Of course this is just my opinion.  My belief is that some things are best left not said and when you lose trust of your players you have a real problem as a manger.  For me, as a player, would I like my private conversations published in the press?  In a book?  In addition did we as a club not recently punish a player for going to the press with his views instead of airing them in a professional manner?

Everyone has an opinion, so below is the extract from the book on Dier:

“I’ve told Eric he has what it takes to be the best English centre back but he has to be convinced of that himself. We’ve put the conditions in place for him to improve. But he broke into the national team thanks to his displays in the [midfield] holding role and ended up scoring a couple of big goals.”

“After we signed [Victor] Wanyama [in summer, 2016], Eric, who now sees himself as a midfielder, felt that we had treated him badly because Wanyama’s arrival would halt his development. His performances have started to suffer this season. We’ve spoken a lot recently but I’ve felt he hasn’t been telling me everything. Later on, I once again tried to understand why he couldn’t shake off the shackles and I offered to help him with whatever it was. Nothing.”

“Then I found out that United have made an approach and the player is being destabilised. His people have been putting pressure on him, although United are not promising anything.  Mourinho and I had finished our interviews at Old Trafford [after the 1-0 defeat by Manchester United, December 2016] and the players were doing their warm-down on the pitch. When Jose was done with the press, he stood by the entrance to the tunnel and regarded the returning players.”

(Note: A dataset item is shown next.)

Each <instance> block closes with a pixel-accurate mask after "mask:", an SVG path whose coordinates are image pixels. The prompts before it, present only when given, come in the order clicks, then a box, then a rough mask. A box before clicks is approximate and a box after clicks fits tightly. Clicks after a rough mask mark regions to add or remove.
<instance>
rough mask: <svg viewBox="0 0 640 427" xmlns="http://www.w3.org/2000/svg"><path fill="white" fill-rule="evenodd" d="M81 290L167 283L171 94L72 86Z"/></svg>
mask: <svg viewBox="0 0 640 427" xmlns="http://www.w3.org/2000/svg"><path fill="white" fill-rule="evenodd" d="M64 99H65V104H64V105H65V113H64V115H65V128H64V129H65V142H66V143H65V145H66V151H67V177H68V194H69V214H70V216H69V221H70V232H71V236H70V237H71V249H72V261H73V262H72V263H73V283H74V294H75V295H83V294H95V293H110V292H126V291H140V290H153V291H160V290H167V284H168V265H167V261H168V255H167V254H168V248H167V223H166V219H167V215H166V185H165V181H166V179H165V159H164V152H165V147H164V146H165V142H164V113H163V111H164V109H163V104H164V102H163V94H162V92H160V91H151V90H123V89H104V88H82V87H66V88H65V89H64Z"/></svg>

“He (Jose) greeted Moussa Sissoko and hugged Dier. They passed by me en route to the dressing rooms, laughing, speaking in Portuguese. Maybe it is a common Mourinho tactic, but he put Eric in a compromising position. You cannot do that after a defeat.”

“Are you friends with Mourinho?’ I asked him. ‘ No, but I’ve known him a long time, from my time in Portugal… one of his godsons coached me. He always says hello.”  I sat down with Eric after lunch on Monday and we chatted for four hours about the whole shebang: his agent, family, confusion.  As for the Mourinho incident, ‘What could I have done?’ Eric asked me.”

“He told me about United’s interest since last summer [2016] and I explained the situation to him clearly.  ‘Look, you aren’t leaving because you signed a five-year deal with us in August. You’re among the highest-paid players at Tottenham at the age of 22. You’re important to us and you could become the best centre back in the Premier League.  Ever since that conversation, Eric admits that he could have waited for Mourinho to be out of sight before heading to the dressing room.”

“He [Dier] has had a tricky six months. ‘You aren’t the same Eric as last year, the one from the Euros,’ I told him in training earlier in the season. Recently, I spent the week discussing and speaking about what was happening to him.

Every day we looked at different things. For instance, I made a table for him with the headings Good, Very Good, Excellent and Unique. I wrote Maradona, Messi and Cristiano Ronaldo in the fourth one, before asking him where he saw himself.”  ‘Very Good,’ he said.  ‘Yes, that’s where you are. It’s only a short trip to Excellent.”

“Where are you as a defensive midfielder? And as a centre back?’ Eric thinks he’s further ahead as a midfielder than as a defender. We had a long chat about that because I disagree. In the end, I said to him, ‘It doesn’t matter. If you give 100 per cent wherever you play, it’ll go well.”

“Some things footballers have to discover on their own.  As form improves in February, Pochettino notices a difference.  Dier has rediscovered his focus, making good decisions and understanding his limits. We must not forget he has only just reached the top. I recently saw him in the gym doing intense exercise. I went up to him and said: ‘Eric is back.”